La iniciativa, que reemplazará a la Ley Federal vigente desde 1995 unifica la estructura del sistema educativo, aunque por cinco años podrán convivir dos estructuras, una escuela primaria y otra secundaria de seis años cada una y otro esquema con siete años de educación primaria y cinco de nivel medio.
El proyecto precisa además que habrá 13 años de escolaridad obligatorios, desde la sala de cinco años del nivel inicial hasta el término de la escuela secundaria, al tiempo que establece que es obligatorio para el Estado arbitrar los medios para que cualquier niño pueda asistir a la sala de cuatro años.
La nueva normativa también determina cuatro niveles de enseñanza y ocho modalidades: educación técnica, artística, especial, no formal, rural, intercultural bilingüe, a los privados de su libertad y domiciliaria-hospitalaria.
Establece que la educación inicial se cumplirá desde los 45 días a los 5 años, y divide la educación secundaria en dos ciclos, el primero de orientación común para todas las modalidades y el segundo de especialización.

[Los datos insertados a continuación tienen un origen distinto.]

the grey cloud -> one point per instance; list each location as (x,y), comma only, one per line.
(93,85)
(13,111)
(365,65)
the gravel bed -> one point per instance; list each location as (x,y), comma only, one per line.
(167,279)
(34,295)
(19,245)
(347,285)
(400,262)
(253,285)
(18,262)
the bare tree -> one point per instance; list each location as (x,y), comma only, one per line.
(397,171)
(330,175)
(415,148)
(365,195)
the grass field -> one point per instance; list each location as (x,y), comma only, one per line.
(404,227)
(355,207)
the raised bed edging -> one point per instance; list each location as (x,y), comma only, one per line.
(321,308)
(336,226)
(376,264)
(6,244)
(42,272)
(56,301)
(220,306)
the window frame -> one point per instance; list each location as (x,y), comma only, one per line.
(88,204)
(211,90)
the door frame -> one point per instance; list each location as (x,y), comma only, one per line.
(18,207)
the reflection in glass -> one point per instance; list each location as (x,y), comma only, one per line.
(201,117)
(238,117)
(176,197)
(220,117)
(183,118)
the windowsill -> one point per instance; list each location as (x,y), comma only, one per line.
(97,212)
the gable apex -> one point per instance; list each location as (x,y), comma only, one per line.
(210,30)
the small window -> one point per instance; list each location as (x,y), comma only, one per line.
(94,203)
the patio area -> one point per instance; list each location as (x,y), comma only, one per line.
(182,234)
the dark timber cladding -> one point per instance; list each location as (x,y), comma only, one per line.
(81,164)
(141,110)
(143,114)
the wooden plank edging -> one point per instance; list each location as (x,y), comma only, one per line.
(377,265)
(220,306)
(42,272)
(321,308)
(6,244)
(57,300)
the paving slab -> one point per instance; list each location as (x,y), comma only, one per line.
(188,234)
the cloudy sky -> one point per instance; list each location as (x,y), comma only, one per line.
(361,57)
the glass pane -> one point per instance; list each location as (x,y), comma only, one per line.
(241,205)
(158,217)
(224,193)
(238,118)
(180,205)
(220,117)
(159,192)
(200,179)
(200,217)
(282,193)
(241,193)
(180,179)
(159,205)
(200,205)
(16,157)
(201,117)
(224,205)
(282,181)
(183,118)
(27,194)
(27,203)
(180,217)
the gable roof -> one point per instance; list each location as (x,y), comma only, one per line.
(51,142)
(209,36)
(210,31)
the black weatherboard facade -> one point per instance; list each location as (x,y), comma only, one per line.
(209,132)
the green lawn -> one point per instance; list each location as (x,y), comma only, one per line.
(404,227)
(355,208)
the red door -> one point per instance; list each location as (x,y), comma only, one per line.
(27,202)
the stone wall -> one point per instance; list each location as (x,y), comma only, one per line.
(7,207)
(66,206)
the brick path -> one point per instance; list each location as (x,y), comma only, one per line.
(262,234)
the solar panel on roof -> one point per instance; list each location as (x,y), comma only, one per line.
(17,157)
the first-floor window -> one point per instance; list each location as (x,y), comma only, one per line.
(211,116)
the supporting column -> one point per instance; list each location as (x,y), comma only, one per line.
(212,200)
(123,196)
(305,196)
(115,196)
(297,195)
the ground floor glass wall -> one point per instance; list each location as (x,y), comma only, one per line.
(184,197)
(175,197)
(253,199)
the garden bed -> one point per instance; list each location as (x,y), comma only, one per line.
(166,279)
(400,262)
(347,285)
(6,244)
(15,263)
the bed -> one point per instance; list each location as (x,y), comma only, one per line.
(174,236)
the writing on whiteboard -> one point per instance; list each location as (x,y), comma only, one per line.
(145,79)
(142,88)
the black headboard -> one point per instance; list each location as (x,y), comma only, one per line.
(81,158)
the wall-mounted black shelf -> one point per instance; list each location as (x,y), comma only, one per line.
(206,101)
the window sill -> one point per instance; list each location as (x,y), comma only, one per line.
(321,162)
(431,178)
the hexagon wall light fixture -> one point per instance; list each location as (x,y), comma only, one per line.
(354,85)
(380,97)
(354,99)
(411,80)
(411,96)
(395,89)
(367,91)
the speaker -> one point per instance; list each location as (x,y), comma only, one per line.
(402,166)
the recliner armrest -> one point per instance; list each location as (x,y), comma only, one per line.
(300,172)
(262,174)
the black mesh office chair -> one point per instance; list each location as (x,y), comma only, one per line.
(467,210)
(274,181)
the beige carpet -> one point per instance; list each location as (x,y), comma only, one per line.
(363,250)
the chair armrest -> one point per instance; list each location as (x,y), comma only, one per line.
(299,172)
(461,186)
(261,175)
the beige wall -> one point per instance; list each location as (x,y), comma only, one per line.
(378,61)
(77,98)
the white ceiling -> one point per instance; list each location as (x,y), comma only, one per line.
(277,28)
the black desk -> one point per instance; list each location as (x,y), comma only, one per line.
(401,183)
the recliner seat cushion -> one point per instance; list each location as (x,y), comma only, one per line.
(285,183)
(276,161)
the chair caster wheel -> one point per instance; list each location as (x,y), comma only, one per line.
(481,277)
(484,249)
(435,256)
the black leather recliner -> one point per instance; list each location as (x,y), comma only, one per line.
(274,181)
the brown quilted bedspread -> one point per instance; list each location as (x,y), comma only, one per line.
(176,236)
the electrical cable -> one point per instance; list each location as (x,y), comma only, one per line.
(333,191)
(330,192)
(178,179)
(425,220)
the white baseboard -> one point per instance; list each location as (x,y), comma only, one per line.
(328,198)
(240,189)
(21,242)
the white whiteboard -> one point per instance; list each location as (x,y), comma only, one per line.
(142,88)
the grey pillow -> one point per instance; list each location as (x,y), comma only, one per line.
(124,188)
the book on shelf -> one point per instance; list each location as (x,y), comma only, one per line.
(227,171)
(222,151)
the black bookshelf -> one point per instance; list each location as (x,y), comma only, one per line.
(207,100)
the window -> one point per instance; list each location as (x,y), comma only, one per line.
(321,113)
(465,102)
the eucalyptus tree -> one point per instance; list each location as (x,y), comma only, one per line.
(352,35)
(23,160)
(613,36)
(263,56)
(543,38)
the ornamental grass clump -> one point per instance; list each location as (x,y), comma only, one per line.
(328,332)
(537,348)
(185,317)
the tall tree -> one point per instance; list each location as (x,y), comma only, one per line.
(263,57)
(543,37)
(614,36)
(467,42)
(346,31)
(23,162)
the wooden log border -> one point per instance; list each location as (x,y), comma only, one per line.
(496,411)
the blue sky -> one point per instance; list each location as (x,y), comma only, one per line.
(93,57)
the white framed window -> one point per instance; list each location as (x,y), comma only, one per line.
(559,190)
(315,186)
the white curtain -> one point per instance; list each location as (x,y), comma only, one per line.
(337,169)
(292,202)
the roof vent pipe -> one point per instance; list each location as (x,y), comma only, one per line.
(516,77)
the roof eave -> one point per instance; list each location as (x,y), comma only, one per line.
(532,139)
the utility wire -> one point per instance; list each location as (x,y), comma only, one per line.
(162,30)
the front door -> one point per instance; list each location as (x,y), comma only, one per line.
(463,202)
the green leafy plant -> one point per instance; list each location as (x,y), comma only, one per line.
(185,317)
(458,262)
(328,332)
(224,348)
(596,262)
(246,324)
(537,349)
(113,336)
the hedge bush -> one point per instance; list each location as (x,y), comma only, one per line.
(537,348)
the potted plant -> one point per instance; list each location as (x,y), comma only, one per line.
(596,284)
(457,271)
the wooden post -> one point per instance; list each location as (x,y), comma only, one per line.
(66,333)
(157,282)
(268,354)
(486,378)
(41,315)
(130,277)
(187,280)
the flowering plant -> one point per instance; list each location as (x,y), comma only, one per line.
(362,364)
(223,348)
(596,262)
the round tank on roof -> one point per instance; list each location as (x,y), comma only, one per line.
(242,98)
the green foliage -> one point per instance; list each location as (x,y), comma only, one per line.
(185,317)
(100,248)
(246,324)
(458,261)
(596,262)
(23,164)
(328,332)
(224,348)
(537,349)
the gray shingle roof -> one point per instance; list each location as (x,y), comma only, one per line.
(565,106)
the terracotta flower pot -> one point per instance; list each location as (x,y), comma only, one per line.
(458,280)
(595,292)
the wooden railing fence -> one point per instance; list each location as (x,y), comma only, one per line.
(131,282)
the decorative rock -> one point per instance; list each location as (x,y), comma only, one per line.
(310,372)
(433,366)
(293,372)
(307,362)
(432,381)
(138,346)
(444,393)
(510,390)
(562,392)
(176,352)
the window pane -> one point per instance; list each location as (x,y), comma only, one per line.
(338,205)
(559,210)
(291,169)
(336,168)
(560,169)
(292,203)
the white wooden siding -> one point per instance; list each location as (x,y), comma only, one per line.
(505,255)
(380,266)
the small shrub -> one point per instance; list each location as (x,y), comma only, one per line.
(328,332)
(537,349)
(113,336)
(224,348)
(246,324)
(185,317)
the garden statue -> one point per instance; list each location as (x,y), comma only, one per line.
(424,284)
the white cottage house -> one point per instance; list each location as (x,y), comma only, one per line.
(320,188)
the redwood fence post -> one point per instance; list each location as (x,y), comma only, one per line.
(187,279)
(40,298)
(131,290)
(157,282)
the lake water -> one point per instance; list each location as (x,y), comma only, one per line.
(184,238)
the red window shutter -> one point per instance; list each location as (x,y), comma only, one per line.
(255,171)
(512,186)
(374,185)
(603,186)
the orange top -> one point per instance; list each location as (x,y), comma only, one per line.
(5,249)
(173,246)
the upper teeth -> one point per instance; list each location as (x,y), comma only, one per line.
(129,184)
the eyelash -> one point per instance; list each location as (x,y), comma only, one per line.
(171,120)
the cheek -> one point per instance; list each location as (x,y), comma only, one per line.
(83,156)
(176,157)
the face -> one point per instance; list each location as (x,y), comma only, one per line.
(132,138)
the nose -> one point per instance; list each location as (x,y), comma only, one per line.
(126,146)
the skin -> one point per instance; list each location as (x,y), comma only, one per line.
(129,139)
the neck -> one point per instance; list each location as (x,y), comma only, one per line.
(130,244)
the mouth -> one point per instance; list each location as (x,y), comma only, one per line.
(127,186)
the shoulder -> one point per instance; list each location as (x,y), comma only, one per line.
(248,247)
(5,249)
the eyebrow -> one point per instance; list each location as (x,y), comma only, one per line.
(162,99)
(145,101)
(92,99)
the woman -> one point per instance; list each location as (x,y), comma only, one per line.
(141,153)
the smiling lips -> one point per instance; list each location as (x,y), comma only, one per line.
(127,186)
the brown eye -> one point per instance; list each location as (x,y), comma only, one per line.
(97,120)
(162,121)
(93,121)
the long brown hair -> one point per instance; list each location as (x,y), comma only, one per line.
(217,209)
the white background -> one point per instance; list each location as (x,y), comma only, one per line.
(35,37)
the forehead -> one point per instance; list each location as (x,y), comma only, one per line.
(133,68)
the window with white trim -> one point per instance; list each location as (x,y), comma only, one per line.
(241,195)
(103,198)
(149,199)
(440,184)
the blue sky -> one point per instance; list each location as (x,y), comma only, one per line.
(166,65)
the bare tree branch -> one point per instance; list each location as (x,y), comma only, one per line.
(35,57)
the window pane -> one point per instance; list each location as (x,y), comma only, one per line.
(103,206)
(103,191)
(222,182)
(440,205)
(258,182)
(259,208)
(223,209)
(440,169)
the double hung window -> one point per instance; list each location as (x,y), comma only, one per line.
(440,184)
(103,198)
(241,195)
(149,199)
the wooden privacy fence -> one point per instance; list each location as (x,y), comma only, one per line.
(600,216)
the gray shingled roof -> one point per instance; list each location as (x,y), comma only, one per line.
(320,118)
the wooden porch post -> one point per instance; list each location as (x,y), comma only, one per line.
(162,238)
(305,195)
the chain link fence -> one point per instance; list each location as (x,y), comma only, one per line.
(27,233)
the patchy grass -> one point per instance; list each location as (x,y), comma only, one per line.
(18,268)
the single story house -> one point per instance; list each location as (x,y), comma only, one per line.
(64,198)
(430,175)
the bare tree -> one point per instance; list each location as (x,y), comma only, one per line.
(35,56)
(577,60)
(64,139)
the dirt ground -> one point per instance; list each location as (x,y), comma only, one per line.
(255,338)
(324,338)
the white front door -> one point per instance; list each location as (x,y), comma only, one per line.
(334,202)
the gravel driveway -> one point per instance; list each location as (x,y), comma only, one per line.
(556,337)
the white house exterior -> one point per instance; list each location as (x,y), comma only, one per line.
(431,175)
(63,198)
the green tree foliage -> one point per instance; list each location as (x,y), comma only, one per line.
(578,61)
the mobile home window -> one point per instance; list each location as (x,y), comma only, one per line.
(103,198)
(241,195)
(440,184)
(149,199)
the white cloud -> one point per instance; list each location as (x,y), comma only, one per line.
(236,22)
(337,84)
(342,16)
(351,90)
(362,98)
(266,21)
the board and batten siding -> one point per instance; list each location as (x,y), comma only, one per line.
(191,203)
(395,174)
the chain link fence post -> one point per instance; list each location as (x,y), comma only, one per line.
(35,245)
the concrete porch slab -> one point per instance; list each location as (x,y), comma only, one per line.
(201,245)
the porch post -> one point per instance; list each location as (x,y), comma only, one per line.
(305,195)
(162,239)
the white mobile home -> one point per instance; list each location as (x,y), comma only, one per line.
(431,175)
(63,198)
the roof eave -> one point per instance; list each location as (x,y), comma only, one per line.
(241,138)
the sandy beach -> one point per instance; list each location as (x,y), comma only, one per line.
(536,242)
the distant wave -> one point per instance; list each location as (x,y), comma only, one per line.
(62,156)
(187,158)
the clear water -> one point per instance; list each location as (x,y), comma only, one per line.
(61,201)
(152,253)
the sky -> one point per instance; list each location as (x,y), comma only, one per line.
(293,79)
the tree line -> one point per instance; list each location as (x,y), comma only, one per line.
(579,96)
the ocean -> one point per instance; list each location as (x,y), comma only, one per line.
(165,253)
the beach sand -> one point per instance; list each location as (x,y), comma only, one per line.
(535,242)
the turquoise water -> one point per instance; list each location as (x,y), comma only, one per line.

El proyecto introduce en la educación primaria la jornada extendida o completa y la obligatoriedad del nivel secundario, al tiempo que establece reformas pedagógicas e institucionales en este nivel de enseñanza.
Algunas de ellas son: un mínimo de 25 horas reloj de clase semanales, revisión de su estructura curricular, establece una alternativa de acompañamiento de los jóvenes por profesores o tutores y una concentración de horas cátedra para docentes.
La iniciativa introduce también la modalidad de que los alumnos de escuelas secundarias hagan prácticas educativas en empresas, organismos estatales y de la sociedad civil, sin relación contractual y con el sólo propósito de aprender y vincularse al mundo laboral.
El proyecto hace una especial mención a la educación especial y establece la garantía de que el Estado procurará la integración de aquellas personas con capacidades diferentes en todos los niveles de la educación.
Un núcleo de prioridades básicas de aprendizaje en todo el país, que incluya, entre otros puntos, la enseñanza de al menos un idioma extranjero, tecnología de la información, educación ambiental y cooperativa, fortalecimiento de la perspectiva latinoamericana y la causa de recuperación de Malvinas.